Quando nella stanza della doccia gli faccio segno di svestirsi fruga nelle tasche impugnando un paniere di stoffa pieno di briciole ed uno sgualcito e sudicio pugno di banconote: probabilmente tutti i suoi averi. Con tristezza comprendo la sua paura e con grande lentezza prendo le sue banconote e le appoggio sul bordo del lavabo in modo che possa vederle. Gli metto tra le mani un pezzo di sapone ed una pezza di stoffa, apro l’acqua della doccia ed inizio ad aiutarlo a lavarsi.
L’acqua fredda aggrava il fischio della sua asma, mentre lo riempio di sapone studio le numerose cicatrici, vecchie e nuove, che ha su tutto il corpo. Gli passo la saponetta sui corti riccioli della testa e cerco di sciacquarlo senza mandargli la schiuma nei martoriati occhi. Lo lavo, lo asciugo e lo rivesto.
Con molta gentilezza gli restituisco le sue banconote ed aspetto che le riponga nei suoi nuovi pantaloni. Forse è troppo grande ma gli porgo lo stesso la mano per accompagnarlo: lui accetta, la stringe ed iniziamo a risalire la collina lungo il camminamento principale.
La ripida salita è un calvario, il ragazzo si ferma ogni dieci metri per riprendere fiato mentre l’asma gli blocca il respiro. Ogni pausa è una pena, lui si piega in avanti, si appoggia a qualcosa e sibila cercando di pompare ossigeno attraverso i polmoni. Cerco di fargli coraggio, lo sostengo e gli lascio tutto il tempo che gli serve.
Lo guardo e vedo la sua debolezza, la sua fragilità quasi imbarazzante. Uno scricciolo che a mala pena riesce a respirare, inoffensivo e vulnerabile: la vittima perfetta per uomini senza scrupoli. Lo hanno torturato in virtù di qualche assurda credenza che in realtà nasconde solo cupidigia e crudeltà. Sedicenti santoni ed esorcisti si sono accaniti contro l’unico che non possedeva la forza per difendersi, l’unico che non avrebbe potuto opporsi ai loro fasulli riti magici che hanno la pretesa di scacciare la malasorte ed il maligno in cambio di denaro.

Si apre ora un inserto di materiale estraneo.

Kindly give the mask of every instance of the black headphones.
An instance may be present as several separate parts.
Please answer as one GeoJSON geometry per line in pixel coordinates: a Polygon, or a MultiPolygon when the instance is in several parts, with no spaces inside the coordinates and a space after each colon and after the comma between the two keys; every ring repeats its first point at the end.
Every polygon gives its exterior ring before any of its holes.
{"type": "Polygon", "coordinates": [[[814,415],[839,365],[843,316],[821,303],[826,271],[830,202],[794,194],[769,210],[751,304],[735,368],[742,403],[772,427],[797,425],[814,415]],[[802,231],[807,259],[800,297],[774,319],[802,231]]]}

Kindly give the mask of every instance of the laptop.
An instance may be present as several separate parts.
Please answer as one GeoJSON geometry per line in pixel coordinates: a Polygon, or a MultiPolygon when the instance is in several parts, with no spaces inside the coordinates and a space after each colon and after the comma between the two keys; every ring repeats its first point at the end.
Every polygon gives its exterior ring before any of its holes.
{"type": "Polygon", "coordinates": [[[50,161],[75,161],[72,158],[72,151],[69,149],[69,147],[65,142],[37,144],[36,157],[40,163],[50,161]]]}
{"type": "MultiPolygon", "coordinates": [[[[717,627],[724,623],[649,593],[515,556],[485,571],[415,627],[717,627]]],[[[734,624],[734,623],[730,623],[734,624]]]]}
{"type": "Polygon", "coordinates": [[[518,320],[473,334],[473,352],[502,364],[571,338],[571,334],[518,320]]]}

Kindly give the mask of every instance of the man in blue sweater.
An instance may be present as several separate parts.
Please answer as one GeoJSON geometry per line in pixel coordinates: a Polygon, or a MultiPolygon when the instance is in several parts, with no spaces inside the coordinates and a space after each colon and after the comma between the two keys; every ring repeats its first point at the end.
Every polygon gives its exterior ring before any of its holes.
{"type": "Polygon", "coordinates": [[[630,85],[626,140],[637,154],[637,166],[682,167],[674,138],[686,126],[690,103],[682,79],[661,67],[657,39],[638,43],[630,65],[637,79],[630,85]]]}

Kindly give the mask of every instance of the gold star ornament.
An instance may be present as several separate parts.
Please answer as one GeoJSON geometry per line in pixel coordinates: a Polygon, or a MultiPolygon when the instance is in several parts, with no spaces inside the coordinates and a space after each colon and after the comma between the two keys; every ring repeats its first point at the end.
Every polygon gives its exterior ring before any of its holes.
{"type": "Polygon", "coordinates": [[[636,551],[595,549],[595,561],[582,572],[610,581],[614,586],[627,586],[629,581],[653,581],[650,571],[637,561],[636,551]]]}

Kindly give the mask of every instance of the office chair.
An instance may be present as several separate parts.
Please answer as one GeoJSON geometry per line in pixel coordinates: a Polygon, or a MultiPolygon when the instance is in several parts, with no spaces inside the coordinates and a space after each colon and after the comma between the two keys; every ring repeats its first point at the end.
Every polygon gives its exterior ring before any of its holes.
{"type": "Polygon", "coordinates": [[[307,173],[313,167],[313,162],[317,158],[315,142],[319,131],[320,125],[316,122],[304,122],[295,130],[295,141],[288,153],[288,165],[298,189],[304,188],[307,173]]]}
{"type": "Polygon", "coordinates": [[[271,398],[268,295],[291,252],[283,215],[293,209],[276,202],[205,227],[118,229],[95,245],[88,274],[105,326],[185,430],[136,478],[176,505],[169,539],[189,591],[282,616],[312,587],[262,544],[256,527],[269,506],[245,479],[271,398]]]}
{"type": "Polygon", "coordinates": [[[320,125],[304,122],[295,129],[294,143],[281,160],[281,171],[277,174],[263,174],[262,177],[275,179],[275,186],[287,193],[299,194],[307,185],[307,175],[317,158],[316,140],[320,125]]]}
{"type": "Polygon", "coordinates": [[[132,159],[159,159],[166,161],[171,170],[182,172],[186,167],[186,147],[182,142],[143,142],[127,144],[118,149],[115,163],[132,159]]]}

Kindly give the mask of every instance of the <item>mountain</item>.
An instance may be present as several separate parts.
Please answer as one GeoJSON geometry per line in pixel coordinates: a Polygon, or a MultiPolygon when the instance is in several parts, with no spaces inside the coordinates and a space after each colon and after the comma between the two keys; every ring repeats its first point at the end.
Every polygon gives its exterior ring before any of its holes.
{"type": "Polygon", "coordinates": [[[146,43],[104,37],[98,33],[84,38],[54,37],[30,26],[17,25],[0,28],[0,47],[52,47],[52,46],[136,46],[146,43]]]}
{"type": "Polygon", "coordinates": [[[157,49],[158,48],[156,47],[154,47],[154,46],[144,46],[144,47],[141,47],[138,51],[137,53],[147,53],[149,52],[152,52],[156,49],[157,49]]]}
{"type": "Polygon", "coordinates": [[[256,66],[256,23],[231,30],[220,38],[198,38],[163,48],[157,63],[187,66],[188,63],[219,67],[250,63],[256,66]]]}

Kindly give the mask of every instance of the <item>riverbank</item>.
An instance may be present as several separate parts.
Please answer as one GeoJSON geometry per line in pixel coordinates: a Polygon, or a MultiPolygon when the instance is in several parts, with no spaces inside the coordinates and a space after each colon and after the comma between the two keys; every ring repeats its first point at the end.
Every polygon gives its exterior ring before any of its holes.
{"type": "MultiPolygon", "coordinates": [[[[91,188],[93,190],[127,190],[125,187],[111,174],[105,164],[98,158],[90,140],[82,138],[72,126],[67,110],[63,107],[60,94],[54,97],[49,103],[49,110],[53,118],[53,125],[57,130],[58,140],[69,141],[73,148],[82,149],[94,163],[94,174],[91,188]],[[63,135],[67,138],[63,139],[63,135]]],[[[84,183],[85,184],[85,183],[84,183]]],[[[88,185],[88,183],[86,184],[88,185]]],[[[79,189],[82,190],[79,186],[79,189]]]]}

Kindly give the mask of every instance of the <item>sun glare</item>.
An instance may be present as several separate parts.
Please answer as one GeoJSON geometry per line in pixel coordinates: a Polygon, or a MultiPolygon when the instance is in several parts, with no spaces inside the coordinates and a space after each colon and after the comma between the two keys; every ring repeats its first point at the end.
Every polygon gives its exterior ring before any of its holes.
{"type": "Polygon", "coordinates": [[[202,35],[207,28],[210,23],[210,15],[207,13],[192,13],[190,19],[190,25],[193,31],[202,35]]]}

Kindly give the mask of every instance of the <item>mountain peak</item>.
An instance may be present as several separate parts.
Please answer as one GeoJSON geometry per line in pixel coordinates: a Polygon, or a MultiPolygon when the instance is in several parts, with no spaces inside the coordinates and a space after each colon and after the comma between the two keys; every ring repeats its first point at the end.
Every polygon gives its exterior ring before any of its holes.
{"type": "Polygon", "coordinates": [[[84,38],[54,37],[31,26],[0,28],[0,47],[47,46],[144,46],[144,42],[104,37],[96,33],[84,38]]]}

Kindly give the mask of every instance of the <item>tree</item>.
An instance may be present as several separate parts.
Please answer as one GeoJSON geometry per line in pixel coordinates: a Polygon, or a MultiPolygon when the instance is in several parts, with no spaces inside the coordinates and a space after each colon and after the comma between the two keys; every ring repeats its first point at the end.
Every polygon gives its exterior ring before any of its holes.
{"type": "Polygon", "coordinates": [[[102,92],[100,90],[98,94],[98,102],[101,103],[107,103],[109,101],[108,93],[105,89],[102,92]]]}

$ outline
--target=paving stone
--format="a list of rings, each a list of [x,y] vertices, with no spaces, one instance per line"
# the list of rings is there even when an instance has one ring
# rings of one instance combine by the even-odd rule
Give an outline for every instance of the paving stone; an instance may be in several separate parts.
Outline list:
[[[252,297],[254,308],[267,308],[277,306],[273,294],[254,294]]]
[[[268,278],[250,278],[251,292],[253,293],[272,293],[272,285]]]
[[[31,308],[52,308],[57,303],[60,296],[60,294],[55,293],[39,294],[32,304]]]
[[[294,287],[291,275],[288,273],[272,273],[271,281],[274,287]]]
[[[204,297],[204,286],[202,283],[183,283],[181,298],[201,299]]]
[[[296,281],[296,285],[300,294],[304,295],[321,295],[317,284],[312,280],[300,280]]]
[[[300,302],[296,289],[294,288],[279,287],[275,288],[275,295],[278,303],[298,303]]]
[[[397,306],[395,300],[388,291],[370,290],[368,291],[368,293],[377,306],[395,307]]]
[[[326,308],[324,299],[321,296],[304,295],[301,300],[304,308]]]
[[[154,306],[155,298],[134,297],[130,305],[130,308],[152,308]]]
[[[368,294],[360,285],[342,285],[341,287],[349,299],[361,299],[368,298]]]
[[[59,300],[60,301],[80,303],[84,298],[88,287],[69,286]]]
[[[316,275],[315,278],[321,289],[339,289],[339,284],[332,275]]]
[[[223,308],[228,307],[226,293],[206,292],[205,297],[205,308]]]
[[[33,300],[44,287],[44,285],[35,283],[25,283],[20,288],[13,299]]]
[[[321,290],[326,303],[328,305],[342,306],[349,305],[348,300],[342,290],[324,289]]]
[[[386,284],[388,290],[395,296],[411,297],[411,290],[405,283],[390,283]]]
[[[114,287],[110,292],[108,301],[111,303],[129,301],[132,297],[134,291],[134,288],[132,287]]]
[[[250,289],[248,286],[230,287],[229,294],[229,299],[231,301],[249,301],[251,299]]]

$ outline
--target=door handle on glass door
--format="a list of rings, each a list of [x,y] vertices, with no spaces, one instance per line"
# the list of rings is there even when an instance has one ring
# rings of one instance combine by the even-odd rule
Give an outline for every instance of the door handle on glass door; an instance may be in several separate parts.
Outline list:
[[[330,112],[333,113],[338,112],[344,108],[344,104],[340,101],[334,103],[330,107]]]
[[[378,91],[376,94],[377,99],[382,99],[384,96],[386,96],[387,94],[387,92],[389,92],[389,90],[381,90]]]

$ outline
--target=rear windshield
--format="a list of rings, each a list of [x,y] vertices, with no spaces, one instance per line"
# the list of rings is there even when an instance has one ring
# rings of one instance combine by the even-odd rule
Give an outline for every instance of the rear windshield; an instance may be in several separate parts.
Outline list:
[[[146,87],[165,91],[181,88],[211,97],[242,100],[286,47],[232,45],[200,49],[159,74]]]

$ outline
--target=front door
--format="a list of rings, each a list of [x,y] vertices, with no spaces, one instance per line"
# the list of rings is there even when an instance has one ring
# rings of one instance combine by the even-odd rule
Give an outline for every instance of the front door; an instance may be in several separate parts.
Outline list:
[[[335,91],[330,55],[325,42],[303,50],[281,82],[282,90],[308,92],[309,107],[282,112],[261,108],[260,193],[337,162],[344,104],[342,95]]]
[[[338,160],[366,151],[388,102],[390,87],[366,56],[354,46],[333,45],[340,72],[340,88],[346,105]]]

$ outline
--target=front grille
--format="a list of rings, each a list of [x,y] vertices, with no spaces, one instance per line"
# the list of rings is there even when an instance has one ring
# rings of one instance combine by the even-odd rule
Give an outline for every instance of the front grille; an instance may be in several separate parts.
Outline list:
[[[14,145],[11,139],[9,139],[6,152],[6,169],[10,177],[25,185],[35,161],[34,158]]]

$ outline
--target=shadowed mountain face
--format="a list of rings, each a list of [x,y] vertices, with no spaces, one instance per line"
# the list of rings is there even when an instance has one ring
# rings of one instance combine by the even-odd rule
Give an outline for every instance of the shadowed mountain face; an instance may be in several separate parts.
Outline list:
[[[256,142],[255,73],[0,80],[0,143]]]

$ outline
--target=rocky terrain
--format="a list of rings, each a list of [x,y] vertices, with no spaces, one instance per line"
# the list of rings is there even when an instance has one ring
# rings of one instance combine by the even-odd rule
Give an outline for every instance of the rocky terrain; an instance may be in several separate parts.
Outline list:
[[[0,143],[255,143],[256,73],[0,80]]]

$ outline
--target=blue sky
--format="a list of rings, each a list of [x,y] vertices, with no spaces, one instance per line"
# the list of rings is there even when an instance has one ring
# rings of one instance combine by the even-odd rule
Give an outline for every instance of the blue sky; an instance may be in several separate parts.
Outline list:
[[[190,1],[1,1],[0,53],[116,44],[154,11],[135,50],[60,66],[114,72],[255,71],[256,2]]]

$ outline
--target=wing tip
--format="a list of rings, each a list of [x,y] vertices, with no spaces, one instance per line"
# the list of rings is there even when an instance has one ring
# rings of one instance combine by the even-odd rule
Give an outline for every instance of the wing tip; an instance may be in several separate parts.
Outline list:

Uomini di magia, stregoni e mistici: chissà se avrebbero avuto la stessa baldanza anche davanti ad un vero demonio? Chissà se davanti ai miei occhi azzurri avrebbero avuto l’ardire di fare a me ciò che hanno fatto a lui? Sento la rabbia crescere e farsi strada furiosa. Resisto e la lascio fluire nello spazio di un respiro: non è per questo che sono qui, non è questo ciò che devo fare adesso.
Stringo un braccio attorno a Gracia, lo aiuto a raddrizzarsi e ripendiamo la salita. Ciò che devo fare ora è superare un penoso gradino alla volta, raggiungere un letto nella “premiere chambre” e lasciare che il tempo e le cure lavino il ricordo di un’ignoranza che rende ciechi.